Many experienced photographers have both wide-angle and ultra wide-angle lenses in their camera bags. However, for a starter kit, a 16-35mm with a big enough aperture—like the Canon EF 16-35mm F/4L IS USM ($1000) or the Sony 16-35mm Vario-Tessar T FE F/4 ZA ($1,248)—is an excellent investment and will more than do the job. Besides, you’ll still need to practice, learn about how exactly wide angle lenses work, and understand how to properly use them before you go wider.
For something a little more affordable, the Tamron SP 15-30mm f/2.8 Di VC USD is only $900 (so you can use that extra $100 – $350 for other things) and available for Canon, Nikon, and Sony full-frame mounts.
It may not be standard practice, but a telephoto lens will definitely come in handy sometimes for landscape photography. It will let you, for example, isolate a part of the scene your shooting that’s particularly interesting. That could be a waterfall in the forest, a lone tree in the middle of a lake, or a craggy formation atop a mountain overlook. You can also use it to shoot some wildlife you might encounter while you’re out in the great outdoors.
Tripods are crucial to shooting excellent landscape photos. Yes, if you’re shooting in the daytime, you’re probably working with a lot of light, allowing for handheld shots. However, when dealing with nature, you’ll highly likely find yourself in situations where a secure mount is necessary to stabilize your camera. Otherwise, you’ll end up with some pretty shaky or blurry shots. Plus, you’ll want to shoot sunsets and sunrises, as well as bracketed shots for HDR images.
If you’re serious about taking your landscape photography to the next level, invest in a good tripod, something that’s sturdy and can take a heavy load but also lightweight and compact when folded so it isn’t a burden to carry. Click here to see our five favorite tripods for landscape photography.

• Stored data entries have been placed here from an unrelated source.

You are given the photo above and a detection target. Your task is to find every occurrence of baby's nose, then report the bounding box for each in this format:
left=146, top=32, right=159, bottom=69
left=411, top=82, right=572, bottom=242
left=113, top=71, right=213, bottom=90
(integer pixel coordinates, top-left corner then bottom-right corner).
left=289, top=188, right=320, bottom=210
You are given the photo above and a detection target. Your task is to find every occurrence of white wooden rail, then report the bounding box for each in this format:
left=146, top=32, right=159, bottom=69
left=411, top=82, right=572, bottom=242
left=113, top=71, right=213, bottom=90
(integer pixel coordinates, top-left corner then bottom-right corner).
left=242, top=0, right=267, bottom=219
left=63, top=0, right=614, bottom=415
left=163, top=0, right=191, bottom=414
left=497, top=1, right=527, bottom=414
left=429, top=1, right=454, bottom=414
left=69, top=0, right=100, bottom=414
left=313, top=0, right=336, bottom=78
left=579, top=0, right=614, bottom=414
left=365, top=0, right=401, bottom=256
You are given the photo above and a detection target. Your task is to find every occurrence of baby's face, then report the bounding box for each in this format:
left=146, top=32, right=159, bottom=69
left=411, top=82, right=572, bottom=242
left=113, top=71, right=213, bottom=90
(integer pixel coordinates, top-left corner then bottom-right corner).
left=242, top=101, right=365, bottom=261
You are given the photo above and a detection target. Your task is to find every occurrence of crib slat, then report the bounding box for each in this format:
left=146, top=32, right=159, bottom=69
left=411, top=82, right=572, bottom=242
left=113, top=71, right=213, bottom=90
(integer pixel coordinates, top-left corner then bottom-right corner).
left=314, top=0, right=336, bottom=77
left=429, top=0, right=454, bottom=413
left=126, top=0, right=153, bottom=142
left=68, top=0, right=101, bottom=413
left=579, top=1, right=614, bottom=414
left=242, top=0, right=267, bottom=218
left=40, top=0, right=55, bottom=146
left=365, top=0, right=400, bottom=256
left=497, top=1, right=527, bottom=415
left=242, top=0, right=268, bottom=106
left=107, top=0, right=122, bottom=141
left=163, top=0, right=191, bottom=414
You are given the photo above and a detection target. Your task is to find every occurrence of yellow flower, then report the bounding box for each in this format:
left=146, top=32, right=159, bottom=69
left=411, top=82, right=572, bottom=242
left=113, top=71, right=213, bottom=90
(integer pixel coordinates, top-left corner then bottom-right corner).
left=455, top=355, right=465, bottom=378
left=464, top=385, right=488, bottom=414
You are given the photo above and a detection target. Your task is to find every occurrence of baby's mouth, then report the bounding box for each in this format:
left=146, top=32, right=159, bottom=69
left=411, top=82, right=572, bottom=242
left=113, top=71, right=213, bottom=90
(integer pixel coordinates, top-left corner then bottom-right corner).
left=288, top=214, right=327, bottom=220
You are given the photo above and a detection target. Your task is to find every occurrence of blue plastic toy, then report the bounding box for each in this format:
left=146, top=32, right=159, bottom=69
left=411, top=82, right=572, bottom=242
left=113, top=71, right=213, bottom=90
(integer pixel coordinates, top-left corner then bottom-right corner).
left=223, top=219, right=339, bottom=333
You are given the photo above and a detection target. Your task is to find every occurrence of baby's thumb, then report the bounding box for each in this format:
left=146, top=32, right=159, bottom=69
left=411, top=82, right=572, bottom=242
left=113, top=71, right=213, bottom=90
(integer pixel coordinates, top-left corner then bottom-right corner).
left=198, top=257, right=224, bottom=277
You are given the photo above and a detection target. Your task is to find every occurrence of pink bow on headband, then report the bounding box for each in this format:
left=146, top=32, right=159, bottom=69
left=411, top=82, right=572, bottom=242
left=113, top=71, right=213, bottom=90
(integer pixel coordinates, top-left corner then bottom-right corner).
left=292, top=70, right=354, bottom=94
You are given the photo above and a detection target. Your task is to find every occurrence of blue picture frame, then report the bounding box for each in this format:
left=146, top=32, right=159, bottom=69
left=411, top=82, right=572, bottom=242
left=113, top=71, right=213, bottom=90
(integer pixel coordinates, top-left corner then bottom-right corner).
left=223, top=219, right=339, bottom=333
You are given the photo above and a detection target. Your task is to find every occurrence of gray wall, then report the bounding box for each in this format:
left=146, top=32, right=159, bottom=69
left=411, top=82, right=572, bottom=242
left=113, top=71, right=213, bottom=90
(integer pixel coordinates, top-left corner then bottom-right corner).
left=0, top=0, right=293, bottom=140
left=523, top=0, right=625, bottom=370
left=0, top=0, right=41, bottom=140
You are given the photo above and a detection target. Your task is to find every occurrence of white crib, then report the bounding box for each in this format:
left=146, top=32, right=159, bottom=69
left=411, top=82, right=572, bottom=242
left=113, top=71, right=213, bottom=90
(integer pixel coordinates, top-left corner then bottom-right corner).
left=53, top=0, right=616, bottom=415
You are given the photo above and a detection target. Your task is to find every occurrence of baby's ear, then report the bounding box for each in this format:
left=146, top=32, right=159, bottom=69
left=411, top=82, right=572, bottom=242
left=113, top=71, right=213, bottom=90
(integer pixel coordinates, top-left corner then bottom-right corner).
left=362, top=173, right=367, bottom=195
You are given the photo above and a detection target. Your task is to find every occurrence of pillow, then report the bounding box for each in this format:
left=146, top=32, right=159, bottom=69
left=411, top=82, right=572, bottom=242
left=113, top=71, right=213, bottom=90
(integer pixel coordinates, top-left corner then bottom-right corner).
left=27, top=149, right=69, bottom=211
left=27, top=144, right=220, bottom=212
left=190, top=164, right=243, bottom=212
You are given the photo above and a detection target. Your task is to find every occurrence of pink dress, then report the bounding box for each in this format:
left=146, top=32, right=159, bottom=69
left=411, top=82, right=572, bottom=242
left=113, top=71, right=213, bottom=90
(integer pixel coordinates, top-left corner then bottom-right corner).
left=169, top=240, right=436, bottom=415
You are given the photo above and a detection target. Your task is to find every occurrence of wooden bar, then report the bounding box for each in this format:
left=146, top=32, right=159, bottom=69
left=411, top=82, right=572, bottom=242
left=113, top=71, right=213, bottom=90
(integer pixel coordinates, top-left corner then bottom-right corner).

ND filters, or neutral-density filters, are nifty little accessories that can do a lot for your landscape photography. They reduce the light passing through your lens, allowing you to open the aperture wide and/or slow down your shutter speed even in the brightest conditions so you can avoid overexposure, add silky water and motion blur effects, and achieve shallower depth of field. And they also make everything the colors look deeply vibrant.
For a bit of a splurge, the Tiffen Variable ND Filter ($80) allows you to go up to 8 stops down. If you’re on the budget, ZoMei 77mm Ultra Slim ND2-ND400 Fader Variable ND Filter ($28) is a decent start. If you do plan on using ND filters, as you should, make sure you have a trusty tripod in your pack.
Cold and Rain Protector
While sandbags are only really necessary during strong and high-speed winds, a cold and rain protector can be of use even when it’s not cold or raining. This handy protector that acts like a waterproof parka for your camera without obstructing its operability also comes in handy when you’re shooting close enough to water that splashes are guaranteed.
However, it is especially necessary when you’re shooting in the cold and/or snow or when it’s raining hard, even if your camera and lenses have built-in weather sealing. Think about it: would you rather risk gear that cost you a few thousand dollars or invest in an accessory that will set you back less than $100 instead?
It might be a tad expensive, but the Ruggard DSLR Parka Cold and Rain Protector for $80 is a tried and tested one. If cheap is what you’re going for, the Safrotto DSLR/SLR Cold Proof Protector for $40 is a good alternative.
Even if you’re not shooting landscapes, this one is a no-brainer. Heck, even if you don’t plan on taking your camera outdoors, a dust blower comes in handy. Remember, when it comes to glass, it’s always better to blow on it rather than rub it.
And this accessory will hardly burn a hole in your pocket. The Altura Photo Professional Cleaning Kit, which includes a dust blower as well as cleaning brushes and lens tissue paper, is only $9. Or you can blow your dough on a Giottos AA1900 Rocket Air Blaster for $14.